Cerebras Systems plans to strengthen its AI inference capabilities by building new data centers across North America and Europe.
The company plans to concentrate 85 percent of its capacity in the United States, with three facilities already operational in Santa Clara, Stockton, and Dallas. Additional centers will open in Minneapolis (Q2 2025), Oklahoma City and Montreal (Q3), and Atlanta and France (Q4).

At the heart of these facilities are Cerebras' wafer-scale engines, a specialized chip architecture optimized for AI applications. The company says its CS-3 systems will process 40 million Llama-70B tokens per second for inference tasks.
The Oklahoma City facility will house more than 300 CS-3 systems. Built to Level 3+ standards, the center includes protection against tornadoes and earthquakes, plus triple redundant power supplies. Operations begin in June 2025.
Early adoption by industry leaders
Several prominent AI companies have already signed on to use Cerebras' infrastructure, including French startup Mistral with its Le Chat assistant and AI answer engine Perplexity. HuggingFace and AlphaSense have also committed to the platform.
The technology particularly benefits reasoning models like Deepseek-R1 and OpenAI o3, which typically require several minutes for calculations and generate numerous tokens during their thought processes.
The expansion represents part of Cerebras' broader 2025 scaling strategy, with some locations operated in partnership with Emirati company G42. In Montreal, Bit Digital subsidiary Enovum will manage the facility, which promises inference speeds ten times faster than current GPUs when it launches in July 2025.

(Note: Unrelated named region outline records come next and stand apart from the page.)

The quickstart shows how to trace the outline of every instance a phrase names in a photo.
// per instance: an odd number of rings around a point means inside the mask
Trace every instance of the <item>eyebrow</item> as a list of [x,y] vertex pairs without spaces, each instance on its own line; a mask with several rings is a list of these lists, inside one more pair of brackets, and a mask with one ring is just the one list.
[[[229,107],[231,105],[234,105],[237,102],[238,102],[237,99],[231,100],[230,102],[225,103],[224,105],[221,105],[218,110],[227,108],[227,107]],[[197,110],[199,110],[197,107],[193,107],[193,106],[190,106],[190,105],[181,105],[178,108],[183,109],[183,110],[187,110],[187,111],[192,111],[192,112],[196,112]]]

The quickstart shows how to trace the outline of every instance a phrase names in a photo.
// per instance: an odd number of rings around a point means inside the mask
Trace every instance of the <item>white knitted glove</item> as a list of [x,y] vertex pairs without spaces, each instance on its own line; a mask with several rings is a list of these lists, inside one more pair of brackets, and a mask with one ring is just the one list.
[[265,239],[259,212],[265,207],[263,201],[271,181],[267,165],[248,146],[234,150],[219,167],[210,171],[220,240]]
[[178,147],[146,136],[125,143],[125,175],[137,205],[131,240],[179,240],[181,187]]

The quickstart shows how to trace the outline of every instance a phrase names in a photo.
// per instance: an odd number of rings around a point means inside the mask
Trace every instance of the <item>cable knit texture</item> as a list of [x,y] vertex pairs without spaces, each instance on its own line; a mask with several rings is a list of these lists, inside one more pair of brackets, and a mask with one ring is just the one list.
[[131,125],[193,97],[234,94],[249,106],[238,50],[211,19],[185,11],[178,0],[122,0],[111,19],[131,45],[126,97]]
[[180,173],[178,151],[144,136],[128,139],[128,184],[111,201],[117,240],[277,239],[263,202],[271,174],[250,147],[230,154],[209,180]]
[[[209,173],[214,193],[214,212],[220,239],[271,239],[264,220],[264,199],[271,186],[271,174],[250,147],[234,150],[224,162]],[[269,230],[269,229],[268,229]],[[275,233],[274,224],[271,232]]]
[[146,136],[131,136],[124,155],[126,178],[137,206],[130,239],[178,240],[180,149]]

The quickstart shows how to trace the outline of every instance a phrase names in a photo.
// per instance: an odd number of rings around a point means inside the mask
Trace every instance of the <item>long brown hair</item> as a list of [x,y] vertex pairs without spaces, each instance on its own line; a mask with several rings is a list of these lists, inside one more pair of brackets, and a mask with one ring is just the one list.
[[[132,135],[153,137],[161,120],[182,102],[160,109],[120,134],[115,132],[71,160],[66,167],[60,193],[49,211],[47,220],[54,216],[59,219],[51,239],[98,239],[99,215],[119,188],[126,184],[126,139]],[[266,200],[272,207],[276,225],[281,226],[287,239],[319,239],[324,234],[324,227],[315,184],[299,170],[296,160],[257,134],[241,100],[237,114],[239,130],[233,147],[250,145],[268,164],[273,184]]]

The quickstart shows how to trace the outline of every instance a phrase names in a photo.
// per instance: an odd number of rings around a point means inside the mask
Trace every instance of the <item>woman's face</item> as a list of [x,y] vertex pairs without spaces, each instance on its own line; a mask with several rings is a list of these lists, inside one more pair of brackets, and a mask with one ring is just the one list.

Cerebras Systems, a U.S.-based company, specializes in developing AI chips with a unique approach: using entire wafers as single chips, called "Wafer Scale Engines." The WSE-3 represents their third generation of this technology.
The system is currently used at Argonne National Laboratory, Pittsburgh Supercomputing Center, and GlaxoSmithKline. However, it has limitations: it doesn't support native CUDA (Nvidia's standard) and offers less server compatibility than Nvidia solutions.